No one disputes that Avenatti’s been on, as Judge Wood put it, a “publicity tour.” But the standard for a court to take the extraordinary measure of telling a lawyer to quiet down just isn’t merited here, Otero notes. The legal standard for imposing a gag order on an attorney during a lawsuit was created in 1985 by the Ninth Circuit, which hears appeals from Alaska, Arizona, California, Hawaii, Idaho, Montana, Nevada, Oregon, and Washington (plus Guam). Because it’s a limit on speech—our Constitution’s not big on government-imposed speech bans—any such order has to pass strict scrutiny, meaning it’s presumed invalid until proven otherwise.
The criteria for gagging a lawyer—Avenatti or any other lawyer involved in an active suit—are that the gag prevent an attorney from creating a “clear and present danger or a serious an imminent threat to a protected competing interest”; the gag order is “narrowly drawn”; and there aren’t “less restrictive alternatives” to the gag. Otero finds Cohen’s argument for gagging Avenatti lacking on all three prongs.
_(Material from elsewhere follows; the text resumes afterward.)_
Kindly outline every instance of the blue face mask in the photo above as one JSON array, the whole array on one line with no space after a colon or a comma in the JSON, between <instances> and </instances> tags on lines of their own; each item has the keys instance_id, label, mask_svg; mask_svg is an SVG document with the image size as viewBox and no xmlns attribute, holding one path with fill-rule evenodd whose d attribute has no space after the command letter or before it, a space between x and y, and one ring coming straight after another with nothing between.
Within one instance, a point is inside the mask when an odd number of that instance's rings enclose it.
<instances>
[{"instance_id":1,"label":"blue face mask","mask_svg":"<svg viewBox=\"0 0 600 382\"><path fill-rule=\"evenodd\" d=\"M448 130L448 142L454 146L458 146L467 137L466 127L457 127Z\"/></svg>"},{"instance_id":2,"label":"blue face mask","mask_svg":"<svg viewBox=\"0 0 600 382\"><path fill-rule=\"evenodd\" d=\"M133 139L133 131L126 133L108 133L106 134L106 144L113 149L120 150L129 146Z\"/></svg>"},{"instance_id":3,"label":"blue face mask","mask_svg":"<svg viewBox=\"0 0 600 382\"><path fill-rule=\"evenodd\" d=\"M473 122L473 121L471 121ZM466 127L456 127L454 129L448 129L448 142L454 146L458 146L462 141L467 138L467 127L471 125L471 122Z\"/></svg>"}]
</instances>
In a fine bit of legal snark, Otero notes that “[d]efendant spends the majority of the Application describing in detail the extensive publicity sought by Mr. Avenatti” but never makes a case for how it could affect the fairness of the trial.
Otero notes that this iteration of a Cohen legal battle hinges on the validity of an arbitration clause within a document that Cohen’s not technically party to—the non-disclosure agreement signed by Stormy Daniels and Cohen’s LLC, Essential Consultants, in which she agrees not to discuss her alleged affair with Donald Trump.
Not only is Otero’s California proceeding not the kind of big league criminal prosecution Judge Wood is overseeing—with substantially higher stakes—here Avenatti could even do Cohen a favor with his outspokenness, Otero points out, if they boost his efforts to free Daniels from the NDA. If Daniels is freed, Essential Consultants could be recouping that $130,000 payment it had directed to Daniels in exchange for her silence.
The gag order wouldn’t be narrowly drawn or the least restrictive of the options to get Avenatti in line—much less facially acceptable as a means of ensuring fairness, as Cohen’s asking for the court to target Avenatti and Avenatti only.
Without going into everything that’s overly broad and overly restrictive about Cohen’s request, the answer isn’t a restraining order: If Cohen wants to go after Avenatti, he’s going to have to do so via professional ethics guidelines. And Avenatti is, if only a little, wary of being swatted for professional ethics violations—after all, that’s the threat Wood wielded so effectively against Avenatti when he inquired about formally participating in the New York criminal case against Cohen.